Me too, I want to be scalar…
There are trends and this is one of them. Nvidia starts to speak about scalar processors, this works very well, and thus AMD follows and speaks of 320 scalar processors for its new GPU. The GeForce 8800 seems to be in the minor league with its 128. However, are Nvidia and AMD talking about the same thing? Not really.

We’ll leave behind the GPGPU view of things and with a little abstraction this will allow us to see things in another way to concentrate on the more practical aspects. Before anything else a GPU calculates vertices and pixels. The GeForce 8800 can calculate 128 of these elements at the same time, decomposing instructions into scalar ones, which will be executed successively.
The Radeon HD 2000 processes 64 of these elements in parallel but works with 5D units, or those capable of processing not one instruction but up to five. You may remember that the Radeon X1000 can process four per element for pixel shaders and five for vertex shaders. The number five was chosen so that past developments would always be up to date. This involves a MIMD 5-way vectoriel unit, MIMD signifying (contrary to SIMD) that several different instructions can be processed in parallel. This was already the case before with type 3+1 co-issues (and even 2+2 in the GeForce 6 and 7). Here, AMD pushes this co-issue concept to the limit as the 1+1+1+1+1 mode becomes possible and, of course, all other combinations.

One of the 64 calculation units of the R600. It’s composed of 5 math units, one of them being able to handle special tasks and an extra unit which processes branching operations.64x5, however, is very different from 320. Actually, these 5 instructions cannot be dependant on each other. With the GeForce 8800 every instruction can follow any other. This means that while the GeForce 8 compiler will break vectorial operations into scalar ones, the Radeon HD2000 compiler is going to do the opposite and try to assemble simple operations in order to fill the MIMD 5D unit. They are thus VLIW type units (for "very long instruction word" ), which means that the instruction sent to the GPU (which combines or rather tries to combine more simple instructions) is a long and complex 512 bits (!). This choice in architecture allows an increased density of calculation units, but puts a large work load on the compiler reducing the chip’s efficiency. We should add that luckily for you Nvidia didn’t opt for this type of architecture given their recent problems with drivers.
Concerning special functions (sin, cos, exp, log, etc.) and operations on 32 bit integers, with the GeForce 8 they are managed by an extra unit, which has a throughput four times slower than other units. For AMD one of the five components for each calculation unit is capable of processing these operations. In other words, a GeForce 8800 can process 128 simple operations + 32 special operations at the same time, while a Radeon HD 2900 can handle 320 simple operations or 256 simple + 64 special ones.
Does the increased efficiency of Nvidia architecture compensate for this difference? No.
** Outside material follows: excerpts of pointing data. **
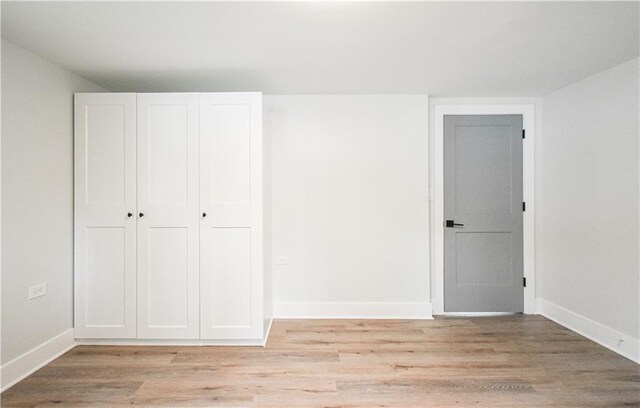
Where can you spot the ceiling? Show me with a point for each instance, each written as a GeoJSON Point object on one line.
{"type": "Point", "coordinates": [439, 48]}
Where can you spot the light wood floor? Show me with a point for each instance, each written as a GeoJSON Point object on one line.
{"type": "Point", "coordinates": [522, 361]}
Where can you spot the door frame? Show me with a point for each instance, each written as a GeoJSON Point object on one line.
{"type": "Point", "coordinates": [528, 121]}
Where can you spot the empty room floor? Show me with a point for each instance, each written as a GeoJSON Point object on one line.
{"type": "Point", "coordinates": [498, 361]}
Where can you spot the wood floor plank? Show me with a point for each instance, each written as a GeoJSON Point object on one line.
{"type": "Point", "coordinates": [510, 361]}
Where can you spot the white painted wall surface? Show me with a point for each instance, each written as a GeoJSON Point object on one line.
{"type": "Point", "coordinates": [587, 220]}
{"type": "Point", "coordinates": [350, 201]}
{"type": "Point", "coordinates": [37, 198]}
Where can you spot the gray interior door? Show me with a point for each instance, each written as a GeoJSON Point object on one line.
{"type": "Point", "coordinates": [483, 262]}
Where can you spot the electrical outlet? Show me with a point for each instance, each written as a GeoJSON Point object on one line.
{"type": "Point", "coordinates": [37, 291]}
{"type": "Point", "coordinates": [282, 260]}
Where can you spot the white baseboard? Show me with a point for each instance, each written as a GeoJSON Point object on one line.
{"type": "Point", "coordinates": [171, 342]}
{"type": "Point", "coordinates": [267, 331]}
{"type": "Point", "coordinates": [352, 310]}
{"type": "Point", "coordinates": [612, 339]}
{"type": "Point", "coordinates": [29, 362]}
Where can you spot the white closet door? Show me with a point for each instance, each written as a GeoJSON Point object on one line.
{"type": "Point", "coordinates": [105, 236]}
{"type": "Point", "coordinates": [231, 232]}
{"type": "Point", "coordinates": [168, 216]}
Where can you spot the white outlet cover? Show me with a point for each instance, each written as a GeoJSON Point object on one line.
{"type": "Point", "coordinates": [37, 291]}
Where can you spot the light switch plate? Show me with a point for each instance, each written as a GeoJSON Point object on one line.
{"type": "Point", "coordinates": [282, 260]}
{"type": "Point", "coordinates": [37, 291]}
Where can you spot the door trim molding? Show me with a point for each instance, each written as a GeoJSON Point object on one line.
{"type": "Point", "coordinates": [528, 119]}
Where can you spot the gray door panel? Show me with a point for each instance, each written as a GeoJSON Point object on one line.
{"type": "Point", "coordinates": [483, 260]}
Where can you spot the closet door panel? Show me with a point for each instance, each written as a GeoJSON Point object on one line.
{"type": "Point", "coordinates": [105, 236]}
{"type": "Point", "coordinates": [168, 298]}
{"type": "Point", "coordinates": [231, 196]}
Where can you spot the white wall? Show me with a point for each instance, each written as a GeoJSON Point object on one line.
{"type": "Point", "coordinates": [587, 235]}
{"type": "Point", "coordinates": [37, 198]}
{"type": "Point", "coordinates": [350, 204]}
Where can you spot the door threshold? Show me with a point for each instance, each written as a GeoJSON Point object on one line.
{"type": "Point", "coordinates": [480, 314]}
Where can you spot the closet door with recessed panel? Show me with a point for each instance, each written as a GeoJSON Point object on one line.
{"type": "Point", "coordinates": [104, 216]}
{"type": "Point", "coordinates": [231, 210]}
{"type": "Point", "coordinates": [168, 216]}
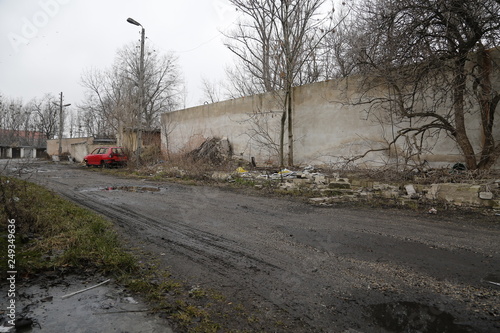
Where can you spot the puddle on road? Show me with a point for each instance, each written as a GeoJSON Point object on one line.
{"type": "Point", "coordinates": [125, 188]}
{"type": "Point", "coordinates": [132, 188]}
{"type": "Point", "coordinates": [415, 317]}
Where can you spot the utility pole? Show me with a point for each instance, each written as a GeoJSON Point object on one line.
{"type": "Point", "coordinates": [141, 91]}
{"type": "Point", "coordinates": [61, 120]}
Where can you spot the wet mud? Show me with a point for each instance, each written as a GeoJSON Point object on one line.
{"type": "Point", "coordinates": [53, 304]}
{"type": "Point", "coordinates": [340, 269]}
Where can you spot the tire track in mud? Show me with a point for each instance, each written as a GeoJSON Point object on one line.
{"type": "Point", "coordinates": [224, 257]}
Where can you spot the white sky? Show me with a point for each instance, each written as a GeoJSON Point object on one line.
{"type": "Point", "coordinates": [45, 45]}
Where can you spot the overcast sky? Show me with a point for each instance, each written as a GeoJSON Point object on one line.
{"type": "Point", "coordinates": [45, 45]}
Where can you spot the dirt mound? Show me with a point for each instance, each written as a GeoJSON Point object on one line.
{"type": "Point", "coordinates": [214, 151]}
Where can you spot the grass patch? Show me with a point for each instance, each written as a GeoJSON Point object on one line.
{"type": "Point", "coordinates": [54, 233]}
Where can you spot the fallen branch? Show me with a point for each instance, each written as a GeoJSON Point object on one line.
{"type": "Point", "coordinates": [86, 289]}
{"type": "Point", "coordinates": [123, 311]}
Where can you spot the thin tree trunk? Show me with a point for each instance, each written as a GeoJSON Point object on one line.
{"type": "Point", "coordinates": [463, 141]}
{"type": "Point", "coordinates": [289, 107]}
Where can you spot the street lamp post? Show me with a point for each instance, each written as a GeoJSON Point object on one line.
{"type": "Point", "coordinates": [141, 90]}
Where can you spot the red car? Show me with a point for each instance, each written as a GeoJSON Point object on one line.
{"type": "Point", "coordinates": [106, 157]}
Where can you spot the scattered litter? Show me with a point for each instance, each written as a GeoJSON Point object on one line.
{"type": "Point", "coordinates": [86, 289]}
{"type": "Point", "coordinates": [130, 300]}
{"type": "Point", "coordinates": [47, 299]}
{"type": "Point", "coordinates": [285, 172]}
{"type": "Point", "coordinates": [410, 190]}
{"type": "Point", "coordinates": [6, 328]}
{"type": "Point", "coordinates": [486, 195]}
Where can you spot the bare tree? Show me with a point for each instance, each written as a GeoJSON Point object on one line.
{"type": "Point", "coordinates": [277, 44]}
{"type": "Point", "coordinates": [432, 58]}
{"type": "Point", "coordinates": [113, 96]}
{"type": "Point", "coordinates": [211, 91]}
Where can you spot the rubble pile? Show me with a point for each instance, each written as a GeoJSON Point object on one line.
{"type": "Point", "coordinates": [213, 151]}
{"type": "Point", "coordinates": [331, 188]}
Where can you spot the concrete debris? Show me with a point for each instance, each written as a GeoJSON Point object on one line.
{"type": "Point", "coordinates": [486, 195]}
{"type": "Point", "coordinates": [331, 188]}
{"type": "Point", "coordinates": [86, 289]}
{"type": "Point", "coordinates": [410, 190]}
{"type": "Point", "coordinates": [241, 170]}
{"type": "Point", "coordinates": [214, 151]}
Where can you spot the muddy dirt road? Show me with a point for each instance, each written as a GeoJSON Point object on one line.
{"type": "Point", "coordinates": [326, 269]}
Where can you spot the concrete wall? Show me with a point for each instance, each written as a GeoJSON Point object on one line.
{"type": "Point", "coordinates": [328, 127]}
{"type": "Point", "coordinates": [53, 145]}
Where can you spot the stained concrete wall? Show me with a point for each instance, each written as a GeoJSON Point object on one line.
{"type": "Point", "coordinates": [328, 127]}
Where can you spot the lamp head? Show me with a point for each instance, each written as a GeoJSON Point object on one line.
{"type": "Point", "coordinates": [132, 21]}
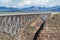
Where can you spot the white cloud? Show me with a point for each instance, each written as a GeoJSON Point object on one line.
{"type": "Point", "coordinates": [24, 3]}
{"type": "Point", "coordinates": [5, 1]}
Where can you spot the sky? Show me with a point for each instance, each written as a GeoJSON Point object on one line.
{"type": "Point", "coordinates": [28, 3]}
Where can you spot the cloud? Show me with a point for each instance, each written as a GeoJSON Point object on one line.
{"type": "Point", "coordinates": [24, 3]}
{"type": "Point", "coordinates": [28, 3]}
{"type": "Point", "coordinates": [5, 1]}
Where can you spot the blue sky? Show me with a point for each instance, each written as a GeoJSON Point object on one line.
{"type": "Point", "coordinates": [28, 3]}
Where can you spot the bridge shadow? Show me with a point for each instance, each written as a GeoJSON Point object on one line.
{"type": "Point", "coordinates": [38, 32]}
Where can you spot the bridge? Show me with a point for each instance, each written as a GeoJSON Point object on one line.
{"type": "Point", "coordinates": [13, 22]}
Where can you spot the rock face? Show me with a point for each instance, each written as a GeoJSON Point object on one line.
{"type": "Point", "coordinates": [29, 32]}
{"type": "Point", "coordinates": [51, 30]}
{"type": "Point", "coordinates": [5, 36]}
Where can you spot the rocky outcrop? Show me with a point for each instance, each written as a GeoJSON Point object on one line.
{"type": "Point", "coordinates": [51, 29]}
{"type": "Point", "coordinates": [29, 32]}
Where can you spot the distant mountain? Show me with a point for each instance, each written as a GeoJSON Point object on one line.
{"type": "Point", "coordinates": [29, 9]}
{"type": "Point", "coordinates": [9, 9]}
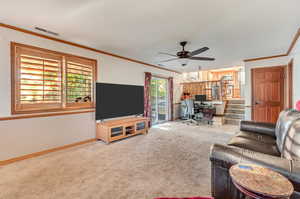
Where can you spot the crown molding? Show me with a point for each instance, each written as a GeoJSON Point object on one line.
{"type": "Point", "coordinates": [292, 45]}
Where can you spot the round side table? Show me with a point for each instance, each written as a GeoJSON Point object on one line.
{"type": "Point", "coordinates": [260, 183]}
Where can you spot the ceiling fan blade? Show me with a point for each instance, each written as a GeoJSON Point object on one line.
{"type": "Point", "coordinates": [162, 53]}
{"type": "Point", "coordinates": [168, 60]}
{"type": "Point", "coordinates": [202, 58]}
{"type": "Point", "coordinates": [196, 52]}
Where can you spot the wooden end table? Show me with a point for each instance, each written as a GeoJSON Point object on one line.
{"type": "Point", "coordinates": [260, 183]}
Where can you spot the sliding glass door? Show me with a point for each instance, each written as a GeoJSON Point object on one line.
{"type": "Point", "coordinates": [159, 100]}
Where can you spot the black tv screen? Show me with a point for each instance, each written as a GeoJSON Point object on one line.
{"type": "Point", "coordinates": [117, 100]}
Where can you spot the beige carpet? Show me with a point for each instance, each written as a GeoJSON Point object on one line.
{"type": "Point", "coordinates": [172, 160]}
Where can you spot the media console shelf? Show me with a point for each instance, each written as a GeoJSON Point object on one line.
{"type": "Point", "coordinates": [112, 130]}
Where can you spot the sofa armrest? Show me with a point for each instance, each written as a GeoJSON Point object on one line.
{"type": "Point", "coordinates": [227, 156]}
{"type": "Point", "coordinates": [258, 127]}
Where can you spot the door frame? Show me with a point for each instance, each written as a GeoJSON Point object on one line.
{"type": "Point", "coordinates": [290, 68]}
{"type": "Point", "coordinates": [167, 97]}
{"type": "Point", "coordinates": [252, 87]}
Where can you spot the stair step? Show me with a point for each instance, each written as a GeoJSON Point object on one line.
{"type": "Point", "coordinates": [232, 121]}
{"type": "Point", "coordinates": [235, 106]}
{"type": "Point", "coordinates": [238, 111]}
{"type": "Point", "coordinates": [236, 101]}
{"type": "Point", "coordinates": [234, 115]}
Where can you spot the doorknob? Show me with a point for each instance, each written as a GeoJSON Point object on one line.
{"type": "Point", "coordinates": [257, 102]}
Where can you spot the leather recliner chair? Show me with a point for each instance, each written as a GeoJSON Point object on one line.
{"type": "Point", "coordinates": [273, 146]}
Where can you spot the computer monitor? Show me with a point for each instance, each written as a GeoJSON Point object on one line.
{"type": "Point", "coordinates": [200, 98]}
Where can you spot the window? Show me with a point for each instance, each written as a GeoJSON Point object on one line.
{"type": "Point", "coordinates": [44, 80]}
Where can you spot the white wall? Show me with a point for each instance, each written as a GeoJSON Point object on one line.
{"type": "Point", "coordinates": [25, 136]}
{"type": "Point", "coordinates": [258, 64]}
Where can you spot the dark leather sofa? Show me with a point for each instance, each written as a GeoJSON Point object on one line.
{"type": "Point", "coordinates": [273, 146]}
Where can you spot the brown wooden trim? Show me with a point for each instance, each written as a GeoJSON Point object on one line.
{"type": "Point", "coordinates": [262, 58]}
{"type": "Point", "coordinates": [44, 115]}
{"type": "Point", "coordinates": [160, 76]}
{"type": "Point", "coordinates": [46, 107]}
{"type": "Point", "coordinates": [296, 37]}
{"type": "Point", "coordinates": [32, 155]}
{"type": "Point", "coordinates": [82, 46]}
{"type": "Point", "coordinates": [252, 89]}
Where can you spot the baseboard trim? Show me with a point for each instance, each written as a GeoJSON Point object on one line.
{"type": "Point", "coordinates": [32, 155]}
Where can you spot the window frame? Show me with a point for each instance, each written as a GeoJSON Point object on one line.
{"type": "Point", "coordinates": [18, 108]}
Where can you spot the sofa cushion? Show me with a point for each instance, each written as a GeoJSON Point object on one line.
{"type": "Point", "coordinates": [291, 147]}
{"type": "Point", "coordinates": [258, 137]}
{"type": "Point", "coordinates": [255, 145]}
{"type": "Point", "coordinates": [283, 125]}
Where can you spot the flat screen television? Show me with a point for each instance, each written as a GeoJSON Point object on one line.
{"type": "Point", "coordinates": [117, 100]}
{"type": "Point", "coordinates": [200, 98]}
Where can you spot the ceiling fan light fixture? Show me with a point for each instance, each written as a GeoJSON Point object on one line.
{"type": "Point", "coordinates": [183, 61]}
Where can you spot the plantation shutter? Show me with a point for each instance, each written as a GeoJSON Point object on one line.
{"type": "Point", "coordinates": [80, 82]}
{"type": "Point", "coordinates": [38, 80]}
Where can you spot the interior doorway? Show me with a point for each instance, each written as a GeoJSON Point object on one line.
{"type": "Point", "coordinates": [159, 100]}
{"type": "Point", "coordinates": [267, 93]}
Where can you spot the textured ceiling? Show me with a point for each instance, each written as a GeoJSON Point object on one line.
{"type": "Point", "coordinates": [233, 29]}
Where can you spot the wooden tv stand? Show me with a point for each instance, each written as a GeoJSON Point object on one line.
{"type": "Point", "coordinates": [112, 130]}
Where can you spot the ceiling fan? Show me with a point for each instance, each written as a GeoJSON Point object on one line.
{"type": "Point", "coordinates": [184, 56]}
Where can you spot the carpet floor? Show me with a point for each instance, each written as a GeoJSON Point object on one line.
{"type": "Point", "coordinates": [171, 161]}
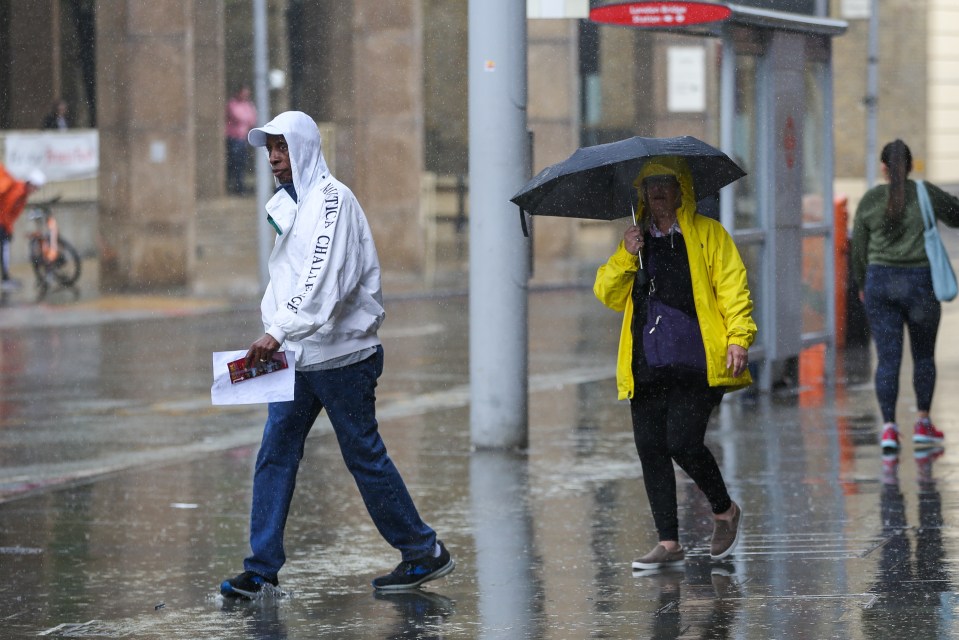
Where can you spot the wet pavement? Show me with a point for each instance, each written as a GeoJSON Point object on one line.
{"type": "Point", "coordinates": [124, 495]}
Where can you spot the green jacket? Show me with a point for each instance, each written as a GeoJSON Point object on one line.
{"type": "Point", "coordinates": [872, 245]}
{"type": "Point", "coordinates": [720, 293]}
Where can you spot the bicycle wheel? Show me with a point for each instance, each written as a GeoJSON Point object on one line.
{"type": "Point", "coordinates": [66, 268]}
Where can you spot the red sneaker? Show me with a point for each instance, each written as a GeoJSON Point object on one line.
{"type": "Point", "coordinates": [889, 440]}
{"type": "Point", "coordinates": [926, 433]}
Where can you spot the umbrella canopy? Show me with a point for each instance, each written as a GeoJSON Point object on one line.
{"type": "Point", "coordinates": [597, 182]}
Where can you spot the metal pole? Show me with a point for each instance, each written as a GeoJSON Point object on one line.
{"type": "Point", "coordinates": [264, 177]}
{"type": "Point", "coordinates": [499, 252]}
{"type": "Point", "coordinates": [872, 98]}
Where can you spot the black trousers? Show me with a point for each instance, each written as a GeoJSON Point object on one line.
{"type": "Point", "coordinates": [670, 415]}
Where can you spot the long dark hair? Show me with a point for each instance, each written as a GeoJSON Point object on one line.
{"type": "Point", "coordinates": [898, 159]}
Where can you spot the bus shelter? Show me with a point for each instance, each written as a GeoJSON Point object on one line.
{"type": "Point", "coordinates": [775, 120]}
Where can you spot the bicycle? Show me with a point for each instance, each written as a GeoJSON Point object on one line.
{"type": "Point", "coordinates": [55, 261]}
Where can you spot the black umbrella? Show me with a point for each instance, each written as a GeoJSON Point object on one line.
{"type": "Point", "coordinates": [597, 182]}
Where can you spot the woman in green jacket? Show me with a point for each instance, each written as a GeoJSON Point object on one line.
{"type": "Point", "coordinates": [697, 285]}
{"type": "Point", "coordinates": [892, 271]}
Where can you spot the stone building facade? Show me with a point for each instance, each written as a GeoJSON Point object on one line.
{"type": "Point", "coordinates": [391, 79]}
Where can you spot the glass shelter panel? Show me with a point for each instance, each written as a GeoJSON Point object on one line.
{"type": "Point", "coordinates": [814, 207]}
{"type": "Point", "coordinates": [746, 213]}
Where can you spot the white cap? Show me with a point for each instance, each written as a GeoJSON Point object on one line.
{"type": "Point", "coordinates": [257, 137]}
{"type": "Point", "coordinates": [37, 178]}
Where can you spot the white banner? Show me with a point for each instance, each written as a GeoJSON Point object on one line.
{"type": "Point", "coordinates": [557, 8]}
{"type": "Point", "coordinates": [60, 155]}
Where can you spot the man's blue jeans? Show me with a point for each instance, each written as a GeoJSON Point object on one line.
{"type": "Point", "coordinates": [898, 296]}
{"type": "Point", "coordinates": [348, 395]}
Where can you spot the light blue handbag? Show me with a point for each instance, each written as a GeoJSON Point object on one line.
{"type": "Point", "coordinates": [943, 277]}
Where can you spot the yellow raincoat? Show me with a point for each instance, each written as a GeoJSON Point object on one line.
{"type": "Point", "coordinates": [720, 290]}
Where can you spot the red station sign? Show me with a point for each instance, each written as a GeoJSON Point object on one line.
{"type": "Point", "coordinates": [660, 14]}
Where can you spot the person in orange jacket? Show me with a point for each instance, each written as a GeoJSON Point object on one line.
{"type": "Point", "coordinates": [13, 199]}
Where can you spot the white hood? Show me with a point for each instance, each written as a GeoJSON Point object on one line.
{"type": "Point", "coordinates": [304, 142]}
{"type": "Point", "coordinates": [324, 298]}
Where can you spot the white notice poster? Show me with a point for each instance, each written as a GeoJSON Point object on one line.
{"type": "Point", "coordinates": [686, 79]}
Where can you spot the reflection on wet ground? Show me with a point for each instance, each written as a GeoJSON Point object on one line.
{"type": "Point", "coordinates": [124, 497]}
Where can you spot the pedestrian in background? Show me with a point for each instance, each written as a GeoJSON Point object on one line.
{"type": "Point", "coordinates": [697, 295]}
{"type": "Point", "coordinates": [892, 272]}
{"type": "Point", "coordinates": [13, 199]}
{"type": "Point", "coordinates": [241, 116]}
{"type": "Point", "coordinates": [57, 117]}
{"type": "Point", "coordinates": [324, 305]}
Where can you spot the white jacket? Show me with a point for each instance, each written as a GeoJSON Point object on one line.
{"type": "Point", "coordinates": [324, 298]}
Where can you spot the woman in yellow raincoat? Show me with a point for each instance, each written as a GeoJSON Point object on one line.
{"type": "Point", "coordinates": [685, 345]}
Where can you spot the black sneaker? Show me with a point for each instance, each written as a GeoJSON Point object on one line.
{"type": "Point", "coordinates": [412, 573]}
{"type": "Point", "coordinates": [245, 585]}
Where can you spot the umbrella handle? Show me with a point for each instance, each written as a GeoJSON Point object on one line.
{"type": "Point", "coordinates": [639, 254]}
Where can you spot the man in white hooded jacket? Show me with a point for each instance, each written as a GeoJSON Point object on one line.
{"type": "Point", "coordinates": [324, 306]}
But Nvidia uses a technique that Intel used with the ALUs of the Pentium 4: double pumped units, in other words those that work at double frequency. Viewed from the GeForce 8800’s shader core (675 MHz for the GeForce 8800 GTX, 1350 Mhz being a simplification), units are capable of processing 256 simple operations + 64 special operations per cycle - or identical transfer rates to that of the Radeon HD 2900.
So we have the Radeon HD 2900 with its higher transfer rates in simple operations (MAD/MUL/ADD) and a higher frequency (742 MHz) opposed to a more efficient architecture.
About hardware implementation, on Nvidia's side, scalar processors are in groups of 8 and process blocks of 32 elements, 8 by 8, which allows hiding calculation unit latency. For AMD, MIMD 5D units are in groups of 16 and process blocks of 64 elements, 16 by 16 for the same reasons. Also, generally these groups of units have two batches of elements to process so that they can switch from one to the next and mask processing latency as efficiently as possible.